In considering the above risks, clinicians need to consider:



5. Assessing and responding to risks of harm related to alcohol and other drug use

Young people who are using AOD may be at an increased risk of harm to themselves, and from others. It is important to consider:

  • Is the young person experiencing direct harm from use? This may include financial risks, work or social problems, trouble concentrating, depression, extreme weight loss due to reduced appetite, disturbed sleep, and/or skin sores.

  • Are they at risk of indirect harm from use? This may include increased risk of violence, injury, STIs, unplanned pregnancy, trauma, legal involvement, and/or increased risk of depression or psychosis

  • What is the relationship between the young person’s AOD use, self-harm, suicidal thoughts and other vulnerability to harm? For example, do suicidal thoughts occur during substance use or during periods of withdrawal or both? Have these thoughts ever been acted on?

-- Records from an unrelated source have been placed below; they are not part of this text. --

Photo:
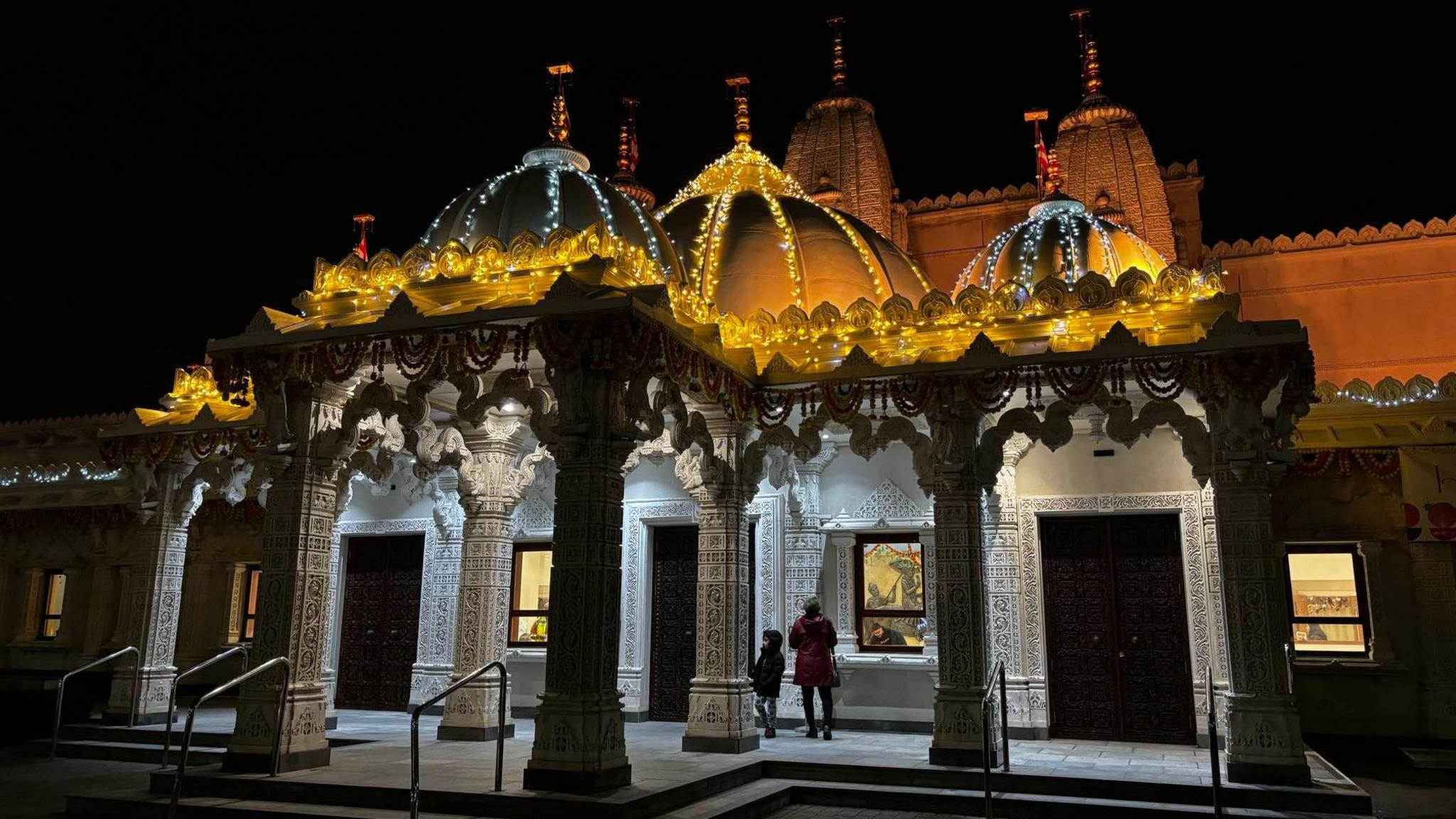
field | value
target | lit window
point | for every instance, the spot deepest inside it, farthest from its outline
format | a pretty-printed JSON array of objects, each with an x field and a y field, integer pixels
[
  {"x": 1328, "y": 608},
  {"x": 530, "y": 595},
  {"x": 251, "y": 599},
  {"x": 54, "y": 591},
  {"x": 890, "y": 594}
]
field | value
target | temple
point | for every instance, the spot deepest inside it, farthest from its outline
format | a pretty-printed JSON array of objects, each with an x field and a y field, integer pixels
[{"x": 609, "y": 441}]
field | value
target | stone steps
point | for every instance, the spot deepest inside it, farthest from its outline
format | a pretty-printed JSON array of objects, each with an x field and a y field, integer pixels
[{"x": 754, "y": 801}]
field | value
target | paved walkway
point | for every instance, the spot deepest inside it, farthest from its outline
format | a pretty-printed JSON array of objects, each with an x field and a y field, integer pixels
[{"x": 658, "y": 761}]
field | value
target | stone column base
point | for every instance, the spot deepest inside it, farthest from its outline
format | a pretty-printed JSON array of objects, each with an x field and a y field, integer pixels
[
  {"x": 473, "y": 734},
  {"x": 577, "y": 781},
  {"x": 248, "y": 763},
  {"x": 721, "y": 744},
  {"x": 958, "y": 738},
  {"x": 1264, "y": 744}
]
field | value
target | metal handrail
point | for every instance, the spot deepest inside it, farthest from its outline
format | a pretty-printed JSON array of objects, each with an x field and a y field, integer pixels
[
  {"x": 414, "y": 732},
  {"x": 191, "y": 714},
  {"x": 60, "y": 690},
  {"x": 176, "y": 681},
  {"x": 1214, "y": 742},
  {"x": 987, "y": 744}
]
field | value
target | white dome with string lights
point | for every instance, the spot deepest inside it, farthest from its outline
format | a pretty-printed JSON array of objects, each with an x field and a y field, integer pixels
[{"x": 1059, "y": 240}]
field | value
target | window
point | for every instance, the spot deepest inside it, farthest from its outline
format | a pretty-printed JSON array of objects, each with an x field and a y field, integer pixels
[
  {"x": 890, "y": 594},
  {"x": 530, "y": 595},
  {"x": 54, "y": 601},
  {"x": 254, "y": 574},
  {"x": 1327, "y": 594}
]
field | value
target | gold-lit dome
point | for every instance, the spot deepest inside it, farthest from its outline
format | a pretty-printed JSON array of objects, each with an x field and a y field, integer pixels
[
  {"x": 1060, "y": 240},
  {"x": 751, "y": 240}
]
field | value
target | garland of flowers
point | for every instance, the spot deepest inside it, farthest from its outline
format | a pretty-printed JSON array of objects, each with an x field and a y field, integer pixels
[
  {"x": 1379, "y": 462},
  {"x": 1075, "y": 382},
  {"x": 1161, "y": 378},
  {"x": 842, "y": 398},
  {"x": 343, "y": 360},
  {"x": 482, "y": 348},
  {"x": 414, "y": 359}
]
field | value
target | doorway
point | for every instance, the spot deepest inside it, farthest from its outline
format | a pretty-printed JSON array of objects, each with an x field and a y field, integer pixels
[
  {"x": 1117, "y": 637},
  {"x": 675, "y": 621},
  {"x": 380, "y": 621}
]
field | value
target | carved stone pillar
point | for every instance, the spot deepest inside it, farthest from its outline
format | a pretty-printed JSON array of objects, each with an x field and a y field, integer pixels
[
  {"x": 804, "y": 541},
  {"x": 580, "y": 744},
  {"x": 154, "y": 601},
  {"x": 719, "y": 705},
  {"x": 1433, "y": 573},
  {"x": 491, "y": 483},
  {"x": 1264, "y": 742},
  {"x": 296, "y": 580},
  {"x": 960, "y": 588},
  {"x": 1004, "y": 579}
]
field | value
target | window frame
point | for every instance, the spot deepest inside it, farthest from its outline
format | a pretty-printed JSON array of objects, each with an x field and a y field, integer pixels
[
  {"x": 1361, "y": 599},
  {"x": 516, "y": 595},
  {"x": 250, "y": 602},
  {"x": 861, "y": 540},
  {"x": 46, "y": 606}
]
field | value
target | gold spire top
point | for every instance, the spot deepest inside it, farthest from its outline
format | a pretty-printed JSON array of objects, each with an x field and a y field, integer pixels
[
  {"x": 1091, "y": 68},
  {"x": 626, "y": 139},
  {"x": 560, "y": 120},
  {"x": 739, "y": 86},
  {"x": 837, "y": 77}
]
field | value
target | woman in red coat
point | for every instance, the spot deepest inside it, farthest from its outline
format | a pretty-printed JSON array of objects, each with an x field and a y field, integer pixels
[{"x": 813, "y": 637}]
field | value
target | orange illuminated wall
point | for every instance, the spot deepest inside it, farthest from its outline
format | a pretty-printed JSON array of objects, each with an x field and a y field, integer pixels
[{"x": 1374, "y": 309}]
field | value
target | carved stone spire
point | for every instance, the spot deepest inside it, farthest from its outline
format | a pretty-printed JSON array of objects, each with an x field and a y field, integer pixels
[
  {"x": 739, "y": 86},
  {"x": 625, "y": 178}
]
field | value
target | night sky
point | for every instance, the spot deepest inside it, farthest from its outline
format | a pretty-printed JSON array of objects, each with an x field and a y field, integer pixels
[{"x": 168, "y": 176}]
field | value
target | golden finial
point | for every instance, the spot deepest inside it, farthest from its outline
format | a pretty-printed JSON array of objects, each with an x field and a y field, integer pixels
[
  {"x": 739, "y": 86},
  {"x": 839, "y": 53},
  {"x": 560, "y": 120},
  {"x": 626, "y": 139},
  {"x": 1091, "y": 68}
]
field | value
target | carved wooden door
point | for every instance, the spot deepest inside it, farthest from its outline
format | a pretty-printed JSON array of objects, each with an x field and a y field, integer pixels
[
  {"x": 380, "y": 623},
  {"x": 1117, "y": 637},
  {"x": 1152, "y": 633},
  {"x": 1082, "y": 680},
  {"x": 675, "y": 621}
]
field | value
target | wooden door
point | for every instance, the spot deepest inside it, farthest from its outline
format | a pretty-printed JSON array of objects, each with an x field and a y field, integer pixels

  • If injecting, it is important to gauge the level of risk for transmission of blood born viruses such as HIV and Hepatitis C. If indicated, support the young person to access needle and syringe programs.

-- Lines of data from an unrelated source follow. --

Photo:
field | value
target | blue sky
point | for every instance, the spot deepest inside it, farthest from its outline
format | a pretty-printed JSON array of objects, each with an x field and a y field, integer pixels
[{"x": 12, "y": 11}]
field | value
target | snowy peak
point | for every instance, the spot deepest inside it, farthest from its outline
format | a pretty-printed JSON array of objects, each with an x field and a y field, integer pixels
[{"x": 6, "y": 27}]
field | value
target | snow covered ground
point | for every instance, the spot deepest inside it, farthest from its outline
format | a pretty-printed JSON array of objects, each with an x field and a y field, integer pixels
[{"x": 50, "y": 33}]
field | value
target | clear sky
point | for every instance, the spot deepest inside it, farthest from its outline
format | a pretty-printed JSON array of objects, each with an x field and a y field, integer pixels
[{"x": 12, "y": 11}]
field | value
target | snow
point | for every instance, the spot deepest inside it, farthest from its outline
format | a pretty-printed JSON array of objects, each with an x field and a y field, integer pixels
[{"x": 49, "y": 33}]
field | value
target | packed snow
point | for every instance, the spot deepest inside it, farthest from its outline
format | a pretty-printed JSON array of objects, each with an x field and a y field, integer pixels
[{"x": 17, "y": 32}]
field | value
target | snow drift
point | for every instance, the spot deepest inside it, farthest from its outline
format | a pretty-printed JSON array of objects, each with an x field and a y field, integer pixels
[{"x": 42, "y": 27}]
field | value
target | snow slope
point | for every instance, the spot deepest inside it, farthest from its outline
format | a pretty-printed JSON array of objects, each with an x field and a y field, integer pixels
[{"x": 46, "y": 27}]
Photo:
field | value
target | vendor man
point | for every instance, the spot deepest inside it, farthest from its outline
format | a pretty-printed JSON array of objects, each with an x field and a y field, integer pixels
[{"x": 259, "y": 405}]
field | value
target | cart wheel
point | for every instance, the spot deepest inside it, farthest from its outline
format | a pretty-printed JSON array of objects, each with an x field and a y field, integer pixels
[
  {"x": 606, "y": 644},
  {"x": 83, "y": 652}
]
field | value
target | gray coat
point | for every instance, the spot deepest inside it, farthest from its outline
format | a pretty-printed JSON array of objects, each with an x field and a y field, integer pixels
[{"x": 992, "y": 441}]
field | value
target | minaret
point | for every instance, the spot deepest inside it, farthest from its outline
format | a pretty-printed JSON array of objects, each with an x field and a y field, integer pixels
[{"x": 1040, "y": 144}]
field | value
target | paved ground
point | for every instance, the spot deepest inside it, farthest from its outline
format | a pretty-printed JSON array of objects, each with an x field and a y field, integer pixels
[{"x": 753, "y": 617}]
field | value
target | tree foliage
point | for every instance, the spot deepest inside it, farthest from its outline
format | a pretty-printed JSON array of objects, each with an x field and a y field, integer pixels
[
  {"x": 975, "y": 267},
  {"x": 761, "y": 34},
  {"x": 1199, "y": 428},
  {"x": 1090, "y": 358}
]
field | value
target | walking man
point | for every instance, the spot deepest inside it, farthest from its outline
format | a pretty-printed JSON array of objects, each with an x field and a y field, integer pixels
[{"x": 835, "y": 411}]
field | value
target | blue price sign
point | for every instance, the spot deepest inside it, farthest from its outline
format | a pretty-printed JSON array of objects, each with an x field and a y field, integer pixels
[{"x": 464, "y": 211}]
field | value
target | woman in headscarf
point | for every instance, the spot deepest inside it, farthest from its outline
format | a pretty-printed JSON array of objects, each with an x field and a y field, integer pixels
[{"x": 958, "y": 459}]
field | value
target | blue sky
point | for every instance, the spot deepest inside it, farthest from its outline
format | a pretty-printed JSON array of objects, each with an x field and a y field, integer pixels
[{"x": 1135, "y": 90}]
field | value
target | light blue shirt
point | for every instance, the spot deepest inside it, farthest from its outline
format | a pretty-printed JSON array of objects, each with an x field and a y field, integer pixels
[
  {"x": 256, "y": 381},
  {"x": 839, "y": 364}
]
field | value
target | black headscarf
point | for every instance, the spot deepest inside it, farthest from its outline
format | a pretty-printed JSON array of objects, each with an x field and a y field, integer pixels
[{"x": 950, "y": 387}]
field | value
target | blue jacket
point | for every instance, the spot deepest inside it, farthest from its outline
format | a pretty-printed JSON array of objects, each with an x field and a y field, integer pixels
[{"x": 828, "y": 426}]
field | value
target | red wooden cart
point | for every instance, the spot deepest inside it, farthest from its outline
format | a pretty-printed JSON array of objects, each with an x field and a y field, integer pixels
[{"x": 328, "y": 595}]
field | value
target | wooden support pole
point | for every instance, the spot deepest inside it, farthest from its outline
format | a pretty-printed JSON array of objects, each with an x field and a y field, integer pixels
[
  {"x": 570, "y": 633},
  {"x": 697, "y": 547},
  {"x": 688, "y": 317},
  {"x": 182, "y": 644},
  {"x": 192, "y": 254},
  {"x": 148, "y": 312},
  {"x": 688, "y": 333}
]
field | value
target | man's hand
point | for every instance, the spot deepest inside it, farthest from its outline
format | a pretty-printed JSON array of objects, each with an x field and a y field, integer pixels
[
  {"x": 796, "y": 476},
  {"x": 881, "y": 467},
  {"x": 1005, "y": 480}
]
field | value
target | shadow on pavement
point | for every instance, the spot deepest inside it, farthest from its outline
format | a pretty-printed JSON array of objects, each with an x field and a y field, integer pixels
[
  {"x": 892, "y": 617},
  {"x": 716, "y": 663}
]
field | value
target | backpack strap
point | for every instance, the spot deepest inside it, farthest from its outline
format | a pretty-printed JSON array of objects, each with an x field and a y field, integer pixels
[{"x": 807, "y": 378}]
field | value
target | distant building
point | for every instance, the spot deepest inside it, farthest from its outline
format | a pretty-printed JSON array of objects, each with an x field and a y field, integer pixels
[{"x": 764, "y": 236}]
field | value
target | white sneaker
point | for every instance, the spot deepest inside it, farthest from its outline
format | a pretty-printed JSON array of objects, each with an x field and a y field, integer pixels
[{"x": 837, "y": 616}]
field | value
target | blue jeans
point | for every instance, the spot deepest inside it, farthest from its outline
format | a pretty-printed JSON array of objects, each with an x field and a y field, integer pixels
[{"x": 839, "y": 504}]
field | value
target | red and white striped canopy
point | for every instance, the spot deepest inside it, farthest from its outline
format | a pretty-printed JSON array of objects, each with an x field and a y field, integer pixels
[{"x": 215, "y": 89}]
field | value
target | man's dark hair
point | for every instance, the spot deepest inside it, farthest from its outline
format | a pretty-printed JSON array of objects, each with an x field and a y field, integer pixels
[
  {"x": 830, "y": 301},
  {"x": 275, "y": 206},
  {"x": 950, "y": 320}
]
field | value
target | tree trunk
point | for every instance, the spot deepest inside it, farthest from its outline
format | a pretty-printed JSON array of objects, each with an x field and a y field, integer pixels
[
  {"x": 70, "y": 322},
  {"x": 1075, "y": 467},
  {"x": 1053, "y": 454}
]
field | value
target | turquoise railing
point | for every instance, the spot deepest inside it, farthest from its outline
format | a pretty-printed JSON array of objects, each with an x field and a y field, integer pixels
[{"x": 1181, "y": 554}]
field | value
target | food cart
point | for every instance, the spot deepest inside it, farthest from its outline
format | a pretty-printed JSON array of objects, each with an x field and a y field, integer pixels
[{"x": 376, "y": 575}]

  • Is the young person at risk of intentional or unintentional overdose using alcohol and other drugs and/or prescribed/acquired medications?

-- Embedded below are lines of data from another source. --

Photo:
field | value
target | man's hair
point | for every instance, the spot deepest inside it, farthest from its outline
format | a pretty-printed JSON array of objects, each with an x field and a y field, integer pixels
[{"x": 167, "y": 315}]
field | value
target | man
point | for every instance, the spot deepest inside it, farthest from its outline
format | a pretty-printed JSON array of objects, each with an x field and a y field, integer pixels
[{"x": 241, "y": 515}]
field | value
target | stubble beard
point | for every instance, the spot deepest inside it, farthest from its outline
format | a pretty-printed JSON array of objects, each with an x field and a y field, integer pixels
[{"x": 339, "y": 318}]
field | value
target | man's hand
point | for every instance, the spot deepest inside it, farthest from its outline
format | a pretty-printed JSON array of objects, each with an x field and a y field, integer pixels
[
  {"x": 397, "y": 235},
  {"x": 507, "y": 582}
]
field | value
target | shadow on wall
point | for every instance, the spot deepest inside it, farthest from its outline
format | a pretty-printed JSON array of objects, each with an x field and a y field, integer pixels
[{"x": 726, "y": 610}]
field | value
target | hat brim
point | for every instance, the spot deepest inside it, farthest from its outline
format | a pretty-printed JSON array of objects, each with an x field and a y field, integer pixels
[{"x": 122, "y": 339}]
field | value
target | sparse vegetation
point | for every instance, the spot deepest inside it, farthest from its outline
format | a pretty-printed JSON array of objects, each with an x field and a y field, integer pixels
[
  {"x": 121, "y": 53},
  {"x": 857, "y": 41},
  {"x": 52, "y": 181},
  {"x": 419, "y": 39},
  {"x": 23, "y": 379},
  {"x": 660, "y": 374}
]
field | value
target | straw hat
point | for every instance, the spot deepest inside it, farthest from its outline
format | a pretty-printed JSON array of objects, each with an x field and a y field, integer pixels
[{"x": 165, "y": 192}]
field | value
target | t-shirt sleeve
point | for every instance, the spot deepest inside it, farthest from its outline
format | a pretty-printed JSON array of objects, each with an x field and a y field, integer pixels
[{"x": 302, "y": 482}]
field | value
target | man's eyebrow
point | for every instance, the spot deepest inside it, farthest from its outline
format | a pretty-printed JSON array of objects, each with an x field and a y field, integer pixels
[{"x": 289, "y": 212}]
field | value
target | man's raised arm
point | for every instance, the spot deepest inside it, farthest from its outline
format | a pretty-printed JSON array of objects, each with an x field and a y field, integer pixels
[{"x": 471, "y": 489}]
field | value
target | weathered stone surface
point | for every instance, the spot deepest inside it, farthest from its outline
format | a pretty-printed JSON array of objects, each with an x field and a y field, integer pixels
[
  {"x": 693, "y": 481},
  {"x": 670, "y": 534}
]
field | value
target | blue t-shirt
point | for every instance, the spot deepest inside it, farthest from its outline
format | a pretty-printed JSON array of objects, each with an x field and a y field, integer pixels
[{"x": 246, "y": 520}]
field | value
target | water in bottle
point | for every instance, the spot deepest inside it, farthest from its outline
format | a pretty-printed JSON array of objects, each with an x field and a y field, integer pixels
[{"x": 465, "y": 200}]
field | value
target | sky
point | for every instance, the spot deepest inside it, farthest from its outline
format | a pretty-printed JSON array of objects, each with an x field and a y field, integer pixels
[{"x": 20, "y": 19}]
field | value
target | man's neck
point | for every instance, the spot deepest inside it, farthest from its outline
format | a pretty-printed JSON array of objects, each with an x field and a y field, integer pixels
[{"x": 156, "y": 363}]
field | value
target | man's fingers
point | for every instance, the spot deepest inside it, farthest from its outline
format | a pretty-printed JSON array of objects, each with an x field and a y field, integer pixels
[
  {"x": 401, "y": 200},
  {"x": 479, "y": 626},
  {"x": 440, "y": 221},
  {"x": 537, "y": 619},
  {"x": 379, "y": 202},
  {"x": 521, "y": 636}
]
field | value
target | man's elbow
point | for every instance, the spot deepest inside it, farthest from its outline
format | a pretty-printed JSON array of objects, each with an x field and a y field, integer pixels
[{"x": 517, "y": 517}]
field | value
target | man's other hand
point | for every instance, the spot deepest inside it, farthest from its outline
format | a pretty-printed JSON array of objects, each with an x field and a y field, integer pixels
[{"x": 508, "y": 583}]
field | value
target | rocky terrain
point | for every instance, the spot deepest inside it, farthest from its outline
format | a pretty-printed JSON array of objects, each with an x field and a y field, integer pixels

In considering the above risks, clinicians need to consider:

  • Have I balanced the need to maintain a non-judgemental stance in working with substance use with consideration of safety concerns and my clinical responsibility to the young person?
  • What harm reduction approaches have already been implemented and what additional measures may be indicated?
  • Has the young person been provided with psychoeducation about the risk of AOD use exacerbating existing mental health difficulties or triggering new ones (e.g. psychotic symptoms)? This is particularly important to consider in young people experiencing manic and psychotic symptoms, and those with a family history of mania or psychosis in first-degree relatives
  • Is anyone else at risk in relation to the young person’s substance use? Note to consider risk of neglect or harm to any children/dependents, unborn children if pregnant, family members/carers and partners.
  • Have I considered risks associated with prescribed medications?
  • What do I need to document in relation to the young person’s risks?
  • Who else needs to be involved to manage safety concerns?
  • What would a safety plan need to include to minimise risks and build on a young person’s strengths and supports?
  • If AOD use contributes to risk of harm to the self or others, have we (the clinician and young person) incorporated agreed harm reduction strategies into the safety plan?  For example, if increased AOD use is a warning sign that a young person is self-harming, experiencing suicidal ideation, or vulnerable to harm from others, then the AOD use can act as a trigger for safety actions. Examples of safety actions could be not using alone and engaging supports. 
  • How can I work with the young person and their family and friends, to reduce their risk?